Consider this lunchtime exchange with a coworker:
“Your lunch looks better than mine,” says Janice from Accounting, clutching a plate of last night’s spaghetti microwaved to within an inch of its life.
“Yes, I’m shocked my $15 made-to-order sandwich looks better than your nuked leftovers,” you reply.
Assuming you’ve delivered your sarcastic reply properly (that is, in a tone so dry it could survive in the Sahara), Janice from Accounting must account for both the content and context of your answer. Grasping non-literal meaning draws on a few different mental processes and requires a certain level of social perception.
But the cognitive burden doesn’t fall solely on the recipient. It takes an agile mind to serve up a snappy, ‘tude-laden comment without missing a beat. Given the mental demands associated with sarcasm, as reported on Psyblog, psychologists analyzed its impact on creative problem-solving.

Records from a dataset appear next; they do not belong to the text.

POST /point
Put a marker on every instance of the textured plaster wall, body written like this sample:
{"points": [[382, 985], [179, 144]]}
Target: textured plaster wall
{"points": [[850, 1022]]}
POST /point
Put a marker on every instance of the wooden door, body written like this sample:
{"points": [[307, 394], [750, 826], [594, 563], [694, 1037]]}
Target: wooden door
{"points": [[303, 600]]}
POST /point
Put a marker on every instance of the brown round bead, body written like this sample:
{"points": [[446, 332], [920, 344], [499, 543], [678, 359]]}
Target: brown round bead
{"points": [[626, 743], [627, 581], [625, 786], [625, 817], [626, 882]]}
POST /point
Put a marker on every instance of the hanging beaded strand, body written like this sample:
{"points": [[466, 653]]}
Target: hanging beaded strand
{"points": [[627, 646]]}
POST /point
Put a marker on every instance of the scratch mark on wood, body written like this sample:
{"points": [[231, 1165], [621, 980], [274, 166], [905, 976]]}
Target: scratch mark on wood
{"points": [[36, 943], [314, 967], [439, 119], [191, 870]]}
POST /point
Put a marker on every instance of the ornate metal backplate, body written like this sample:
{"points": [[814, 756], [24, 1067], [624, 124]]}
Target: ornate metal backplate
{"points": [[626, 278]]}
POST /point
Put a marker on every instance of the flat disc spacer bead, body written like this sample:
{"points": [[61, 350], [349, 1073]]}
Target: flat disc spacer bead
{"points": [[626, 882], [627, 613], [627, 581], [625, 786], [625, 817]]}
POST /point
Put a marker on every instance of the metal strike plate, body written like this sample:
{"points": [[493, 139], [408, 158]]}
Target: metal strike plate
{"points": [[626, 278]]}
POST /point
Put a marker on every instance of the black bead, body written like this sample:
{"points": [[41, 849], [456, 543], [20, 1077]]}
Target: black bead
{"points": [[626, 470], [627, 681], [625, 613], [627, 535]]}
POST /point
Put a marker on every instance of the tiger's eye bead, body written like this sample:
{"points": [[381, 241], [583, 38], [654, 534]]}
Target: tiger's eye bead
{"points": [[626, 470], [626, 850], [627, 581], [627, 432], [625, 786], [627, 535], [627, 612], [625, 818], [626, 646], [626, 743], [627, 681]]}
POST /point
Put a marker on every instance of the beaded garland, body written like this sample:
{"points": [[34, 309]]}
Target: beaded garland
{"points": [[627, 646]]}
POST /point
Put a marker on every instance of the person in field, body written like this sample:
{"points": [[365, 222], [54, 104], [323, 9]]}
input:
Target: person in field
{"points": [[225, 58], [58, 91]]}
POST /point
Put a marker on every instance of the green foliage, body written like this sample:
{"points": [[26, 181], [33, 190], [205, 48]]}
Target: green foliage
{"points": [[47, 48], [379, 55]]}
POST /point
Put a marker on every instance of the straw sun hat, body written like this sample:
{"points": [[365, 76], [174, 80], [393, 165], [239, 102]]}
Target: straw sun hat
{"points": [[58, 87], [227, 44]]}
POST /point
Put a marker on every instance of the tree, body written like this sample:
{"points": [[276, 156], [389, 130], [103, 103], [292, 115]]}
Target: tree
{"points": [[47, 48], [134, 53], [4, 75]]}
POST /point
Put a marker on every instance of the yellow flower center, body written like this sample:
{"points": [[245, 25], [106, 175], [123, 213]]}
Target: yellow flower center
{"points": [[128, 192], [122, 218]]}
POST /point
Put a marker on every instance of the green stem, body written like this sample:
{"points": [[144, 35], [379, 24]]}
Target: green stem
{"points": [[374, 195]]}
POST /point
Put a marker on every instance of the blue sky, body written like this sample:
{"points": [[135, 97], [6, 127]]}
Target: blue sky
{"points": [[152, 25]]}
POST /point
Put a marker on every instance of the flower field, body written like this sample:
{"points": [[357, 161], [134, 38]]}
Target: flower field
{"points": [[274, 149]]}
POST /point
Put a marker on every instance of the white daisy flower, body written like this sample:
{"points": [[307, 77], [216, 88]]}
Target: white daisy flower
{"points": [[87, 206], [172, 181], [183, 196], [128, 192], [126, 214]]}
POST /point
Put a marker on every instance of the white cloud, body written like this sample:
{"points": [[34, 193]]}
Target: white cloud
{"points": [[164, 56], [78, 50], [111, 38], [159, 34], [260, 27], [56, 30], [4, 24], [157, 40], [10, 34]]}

To do this, they split study participants into three groups and tasked them with simulating sarcastic, sincere or dispassionate conversations.
Those who took on sarcastic roleplay (both givers and takers) subsequently executed creative tasks more successfully. Based on this outcome, it seems that sarcasm acts as a mental warm-up for bursts of creativity. But, as researchers noted, it’s also possible that creative people are more sarcastic by nature. Unpacking the causal relationship between Daria-esque one-liners and industry-disrupting ingenuity requires further research.
There’s also the issue of sarcasm backfiring. Working with the wrong audience, sarcastic types can be seen as impeding communication because they refuse to shoot straight. But that’s not really news. Sarcastic jerks should be smart enough to be their true, eye-rolling selves only around the like-minded. Everyone else gets fake sincerity.